In James and Jess’ previous argument, they were able to discover through James’ apology that they actually shared a mutual purpose–to ensure the continuity of their relationship. However, in discussing the ‘work’ clauses of their prenup, they consider the question of what will happen if Jess’ job requires her to transfer out of state (a real possibility). 

Jess is very passionate about her work; in fact, she’d had her eye on her current company for years before finally gaining the qualifications and confidence to apply for a job with them. She enjoys creative freedom, excellent working conditions, and a high salary which is hard to come by in her industry; she doesn’t want to face the possibility of giving these things up and would move almost anywhere to keep her job.

James, on the other hand, loves where he and Jess live. He loves the house, the neighborhood, and the community they have built and in which they hope to have a family. He thinks these things are more important than any job, and he doesn’t want to face the possibility of having to leave. Clearly, Jess and James’ desires are not in alignment; they need a mutual purpose. 

There are 4 steps to creating mutual purpose. Let’s see how James and Jess approach each step:

Commit to seeking mutual purpose (Patterson et al., 2011). In this case, James might tell Jess “it looks like we are really at odds here. I commit to continuing this conversation until we find an arrangement that meets each of our individual needs.”

Recognize the purpose behind the strategy. Get curious about why (the purpose) you and your partner want what you want (the strategy) (Patterson et al., 2011). Through considering this question, Jess and James discover that James’ main purpose is to live in a place where he feels at home, and Jess’ main purpose is to be compensated fairly and generously for what she puts into her work and not be subjected to the conditions endured by most others in her industry. 

Invent a mutual purpose.  If sharing the purposes behind your strategies doesn’t illuminate any compatible goals, then you need to create a mutual purpose by stepping back and finding goals that are more all-encompassing and and more meaningful than the goals over which you’re divided (Patterson et al., 2011). Jess and James decide on a new goal: that the most important thing is that they make decisions in a unified way and never decide anything that will make them resent one another. 
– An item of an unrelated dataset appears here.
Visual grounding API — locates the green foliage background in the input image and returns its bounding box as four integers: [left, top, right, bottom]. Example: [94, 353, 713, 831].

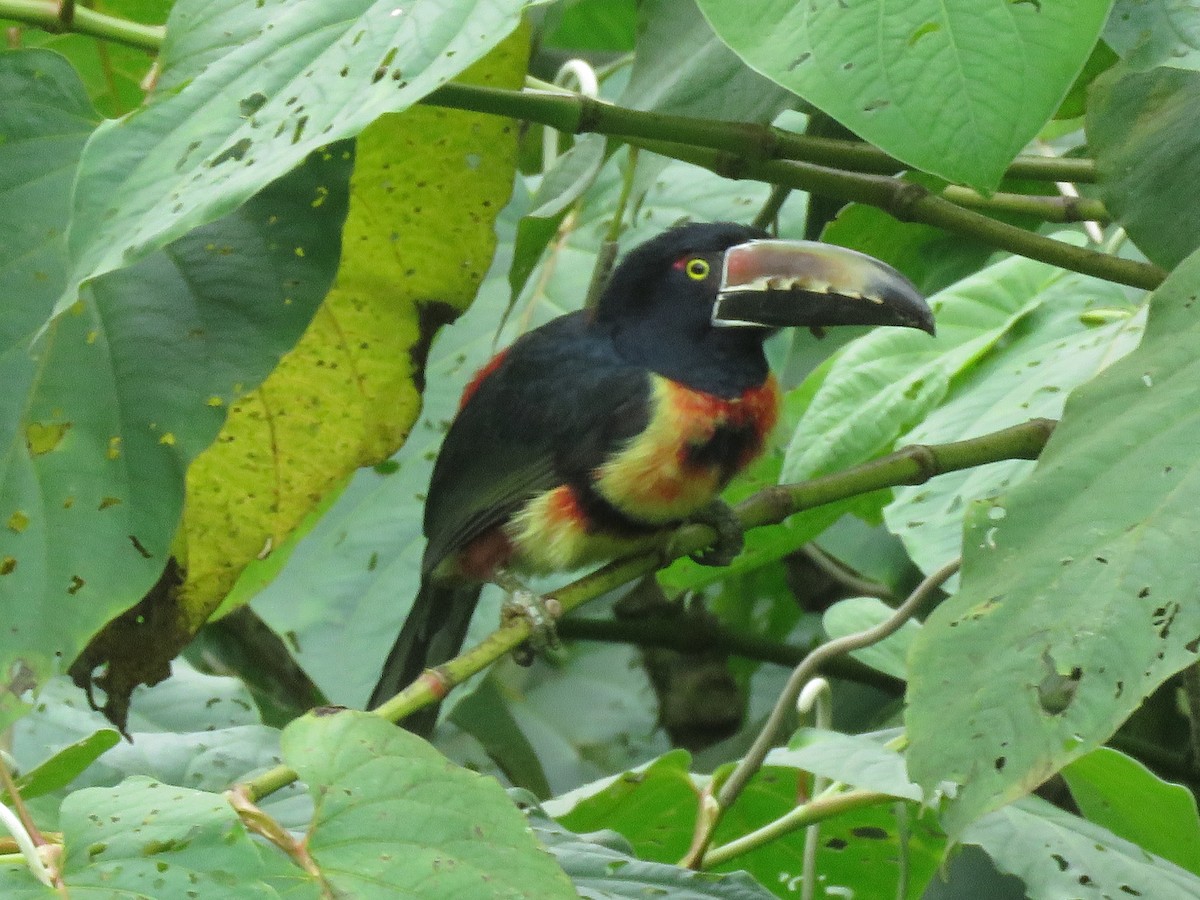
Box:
[0, 0, 1200, 900]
-Brainstorm new strategies. Once you have created and agreed on a mutual purpose, then you again step back into the content of the conversation and explore ways to work towards your mutual purpose (Patterson et al., 2011). Jess and James begin asking questions with an eye towards their new goal. James asks himself if the town they live in now is the only place where he could feel at home, and if he could be happy elsewhere provided they don’t move more than once in the next 20 years. Jess begins to explore whether there are other companies she would be equally happy working with which wouldn’t require her to move, or even if she’s up for exploring whether freelance consulting could potentially even level up her salary and creative freedom even more. 

Inventing a mutual purpose takes a dash of creativity and a heaping tablespoon of flexibility. However, it is an ability which can restore safety when neither apologizing or contrasting is enough, and it can bolster your relationship again and again. 

Practice these strategies again and again, and then when you’re done, practice them some more. Train yourself to recognize when safety is at stake and to step out of the content of the conversation into its conditions. Apologize when relevant, contrast if you can, and create a mutual purpose when there isn’t one.

Why? Back to our initial point: Investing in the ability to restore safety in high-risk conversations will help create a pervasive sense of safety and openness in every aspect of your relationship, even outside of the difficult discussions. If you want a relationship that feels safe and comfortable enough to talk about anything, you can build one! An enduring sense of trust and comfort are built by repeatedly restoring safety in high-risk discussions, again and again. 


Patterson, K., Grenny, J., Switzler, A., & McMillan, R. (2011). Crucial conversations. New
York, USA: McGraw Hill Professional.